RegXon
RegXon is a powerful validator, sanitizer and content parser that you're searching for decades.
Installation
pip install regxon
Usage
from regxon.common import Regxon
regxon = Regxon()
General Validation
General validation includes email, domain, url and ipv4.
Validate Email
from regxon.common import Regxon
regxon = Regxon()
regxon.is_email('xyz@.com') # None
regxon.is_email('xyz@cpx.com') # returns a proper Match object; you can grab the match with `.string`
Validate Domain
from regxon.common import Regxon
regxon = Regxon()
regxon.is_domain('xyzcom') # None
regxon.is_domain('xyz.com') # returns a proper Match object; you can grab the match with `.string`
Validate URL
from regxon.common import Regxon
regxon = Regxon()
regxon.is_url('xyz.com') # None
regxon.is_url('https://xyz.com') # returns a proper Match object
Validate HTTP URL
from regxon.common import Regxon
regxon = Regxon()
regxon.is_http_url('xyz.com') # None; returns None if the url is not http
regxon.is_http_url('ftp://xyz.com') # None; returns None if the url is not http
regxon.is_http_url('http://django.c') # None; returns None because `.c` is not a valid domain
regxon.is_http_url('https://xyz.com') # returns a proper Match object; you can grab the match with `.string`
Validate IP
from regxon.common import Regxon
regxon = Regxon()
# 1, 2 both are same and return a proper Match, as default schema is ""

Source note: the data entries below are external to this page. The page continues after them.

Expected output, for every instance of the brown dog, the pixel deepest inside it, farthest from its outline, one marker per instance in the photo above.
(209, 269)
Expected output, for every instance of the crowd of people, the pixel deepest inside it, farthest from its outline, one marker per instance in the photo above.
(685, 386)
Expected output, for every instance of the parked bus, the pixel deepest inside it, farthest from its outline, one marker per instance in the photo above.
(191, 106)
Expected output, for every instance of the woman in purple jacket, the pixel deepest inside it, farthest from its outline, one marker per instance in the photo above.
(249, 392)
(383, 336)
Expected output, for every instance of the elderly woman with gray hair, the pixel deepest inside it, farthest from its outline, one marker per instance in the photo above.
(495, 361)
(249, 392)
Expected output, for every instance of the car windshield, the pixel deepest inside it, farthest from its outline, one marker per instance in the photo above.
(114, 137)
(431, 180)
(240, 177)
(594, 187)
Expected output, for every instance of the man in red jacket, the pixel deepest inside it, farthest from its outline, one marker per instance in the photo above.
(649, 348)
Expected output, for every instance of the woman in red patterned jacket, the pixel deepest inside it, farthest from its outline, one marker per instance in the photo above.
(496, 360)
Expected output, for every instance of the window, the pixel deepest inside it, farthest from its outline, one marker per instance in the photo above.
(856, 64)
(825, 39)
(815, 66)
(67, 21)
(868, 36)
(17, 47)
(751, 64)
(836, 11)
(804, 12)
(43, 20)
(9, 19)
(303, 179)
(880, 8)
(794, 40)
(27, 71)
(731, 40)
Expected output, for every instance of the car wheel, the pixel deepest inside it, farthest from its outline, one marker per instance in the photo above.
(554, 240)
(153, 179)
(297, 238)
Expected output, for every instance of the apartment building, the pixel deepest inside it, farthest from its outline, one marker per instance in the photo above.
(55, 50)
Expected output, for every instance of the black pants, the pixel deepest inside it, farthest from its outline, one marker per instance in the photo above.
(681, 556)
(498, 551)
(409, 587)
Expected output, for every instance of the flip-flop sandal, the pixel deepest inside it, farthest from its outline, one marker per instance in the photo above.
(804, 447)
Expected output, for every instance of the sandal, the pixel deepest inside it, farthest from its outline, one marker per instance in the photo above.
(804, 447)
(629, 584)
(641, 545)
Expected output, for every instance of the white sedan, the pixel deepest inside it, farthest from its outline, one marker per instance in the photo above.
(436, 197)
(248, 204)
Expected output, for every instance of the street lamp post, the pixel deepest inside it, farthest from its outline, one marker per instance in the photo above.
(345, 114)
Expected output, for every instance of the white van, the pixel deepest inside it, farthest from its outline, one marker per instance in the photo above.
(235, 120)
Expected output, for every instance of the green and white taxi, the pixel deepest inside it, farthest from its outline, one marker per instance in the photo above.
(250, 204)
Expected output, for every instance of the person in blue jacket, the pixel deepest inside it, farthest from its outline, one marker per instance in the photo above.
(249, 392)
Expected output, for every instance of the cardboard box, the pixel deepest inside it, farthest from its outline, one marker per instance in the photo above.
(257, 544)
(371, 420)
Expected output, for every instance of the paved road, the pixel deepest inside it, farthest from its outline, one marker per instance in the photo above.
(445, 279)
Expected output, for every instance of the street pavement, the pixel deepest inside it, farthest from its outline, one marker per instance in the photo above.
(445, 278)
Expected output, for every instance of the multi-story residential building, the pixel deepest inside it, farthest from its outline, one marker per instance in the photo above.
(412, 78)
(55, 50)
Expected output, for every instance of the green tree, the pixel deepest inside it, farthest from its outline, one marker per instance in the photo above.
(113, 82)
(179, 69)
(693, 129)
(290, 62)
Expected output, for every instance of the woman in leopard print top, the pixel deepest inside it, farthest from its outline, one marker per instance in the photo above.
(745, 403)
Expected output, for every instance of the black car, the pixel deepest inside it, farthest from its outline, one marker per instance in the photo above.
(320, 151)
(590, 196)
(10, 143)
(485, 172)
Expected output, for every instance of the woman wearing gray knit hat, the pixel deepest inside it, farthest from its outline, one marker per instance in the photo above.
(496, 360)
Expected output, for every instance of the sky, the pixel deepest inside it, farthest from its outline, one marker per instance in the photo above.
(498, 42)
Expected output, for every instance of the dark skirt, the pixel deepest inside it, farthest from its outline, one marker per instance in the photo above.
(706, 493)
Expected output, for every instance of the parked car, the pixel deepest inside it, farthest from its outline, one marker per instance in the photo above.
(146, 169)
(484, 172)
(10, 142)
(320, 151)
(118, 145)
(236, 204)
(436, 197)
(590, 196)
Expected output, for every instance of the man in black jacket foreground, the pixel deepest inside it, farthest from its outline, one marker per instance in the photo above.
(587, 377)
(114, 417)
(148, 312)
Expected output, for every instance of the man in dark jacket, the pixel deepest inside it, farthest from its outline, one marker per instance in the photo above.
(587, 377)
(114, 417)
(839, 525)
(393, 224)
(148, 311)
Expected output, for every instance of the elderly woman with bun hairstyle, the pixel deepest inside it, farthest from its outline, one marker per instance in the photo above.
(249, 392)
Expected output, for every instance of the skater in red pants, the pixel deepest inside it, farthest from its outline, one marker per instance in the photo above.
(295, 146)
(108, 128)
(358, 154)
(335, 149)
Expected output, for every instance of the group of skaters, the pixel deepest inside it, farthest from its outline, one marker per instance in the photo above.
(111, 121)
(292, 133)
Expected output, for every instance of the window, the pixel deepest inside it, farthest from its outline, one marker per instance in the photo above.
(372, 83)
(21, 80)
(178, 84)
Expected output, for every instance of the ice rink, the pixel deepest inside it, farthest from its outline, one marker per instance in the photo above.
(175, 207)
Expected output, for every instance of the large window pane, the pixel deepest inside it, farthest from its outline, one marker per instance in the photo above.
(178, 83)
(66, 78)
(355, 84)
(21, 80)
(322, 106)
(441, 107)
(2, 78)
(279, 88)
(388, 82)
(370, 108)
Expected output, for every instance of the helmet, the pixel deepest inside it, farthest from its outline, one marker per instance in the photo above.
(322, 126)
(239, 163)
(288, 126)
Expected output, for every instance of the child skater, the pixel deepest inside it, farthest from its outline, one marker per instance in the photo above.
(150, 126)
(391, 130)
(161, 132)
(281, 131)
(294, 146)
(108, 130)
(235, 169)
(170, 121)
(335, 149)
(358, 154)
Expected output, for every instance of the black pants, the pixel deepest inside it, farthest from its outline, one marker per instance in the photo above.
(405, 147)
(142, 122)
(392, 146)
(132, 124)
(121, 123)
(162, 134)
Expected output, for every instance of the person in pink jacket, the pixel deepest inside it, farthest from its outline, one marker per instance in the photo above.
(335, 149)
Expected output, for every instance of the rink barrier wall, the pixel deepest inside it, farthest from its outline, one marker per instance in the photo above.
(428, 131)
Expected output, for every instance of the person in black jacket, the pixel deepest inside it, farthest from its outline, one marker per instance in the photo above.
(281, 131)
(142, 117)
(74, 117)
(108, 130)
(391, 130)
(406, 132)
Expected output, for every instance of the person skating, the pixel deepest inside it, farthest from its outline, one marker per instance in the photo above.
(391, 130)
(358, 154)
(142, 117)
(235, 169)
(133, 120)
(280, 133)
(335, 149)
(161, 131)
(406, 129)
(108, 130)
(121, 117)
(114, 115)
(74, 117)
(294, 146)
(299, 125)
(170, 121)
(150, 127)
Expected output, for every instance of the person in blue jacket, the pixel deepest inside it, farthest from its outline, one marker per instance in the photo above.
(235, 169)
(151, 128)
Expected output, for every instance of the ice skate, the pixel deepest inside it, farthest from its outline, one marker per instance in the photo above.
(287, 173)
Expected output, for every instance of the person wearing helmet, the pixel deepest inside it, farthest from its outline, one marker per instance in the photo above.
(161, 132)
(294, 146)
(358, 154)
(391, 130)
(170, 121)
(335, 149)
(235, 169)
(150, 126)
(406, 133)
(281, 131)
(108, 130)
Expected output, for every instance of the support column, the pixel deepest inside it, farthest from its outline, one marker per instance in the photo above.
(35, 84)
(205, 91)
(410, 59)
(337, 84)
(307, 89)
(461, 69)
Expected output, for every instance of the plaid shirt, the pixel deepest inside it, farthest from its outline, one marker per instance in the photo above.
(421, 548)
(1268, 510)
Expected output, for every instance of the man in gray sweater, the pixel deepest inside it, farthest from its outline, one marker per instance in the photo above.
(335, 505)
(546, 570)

regxon.is_ipv4('127.0.0.1') # 1
regxon.is_ipv4('127.0.0.1', schema='') # 2; matches because 127.0.0.1 has no schema
regxon.is_ipv4('http://127.0.0.1') # returns None as schema is not matched; "http" != ""
regxon.is_ipv4('http://127.0.0.1', schema='') # returns None as schema is not matched; "http" != ""
regxon.is_ipv4('http://127.0.0.1', schema='http') # returns a proper Match
regxon.is_ipv4('https://127.0.0.1', schema='http') # returns None as schema is not matched; "https" != "http"
Validate Phone Number
from regxon.common import Regxon
regxon = Regxon()
regxon.is_phone('+91 1234567890') # returns a proper Match object; you can grab the match with `.string`
HTML Sanitization and Validation
RegXon provides a powerful HTML sanitizer and validator that you're searching for decades. It's a combination of html5lib and beautifulsoup4.
You "how to remove an attribute from HTML tag" problem is solved now. Or another problem of "how to remove a tag from HTML" is also solved.
from regxon.html import RegxonHTML
regxon_html = RegxonHTML()
html_content = """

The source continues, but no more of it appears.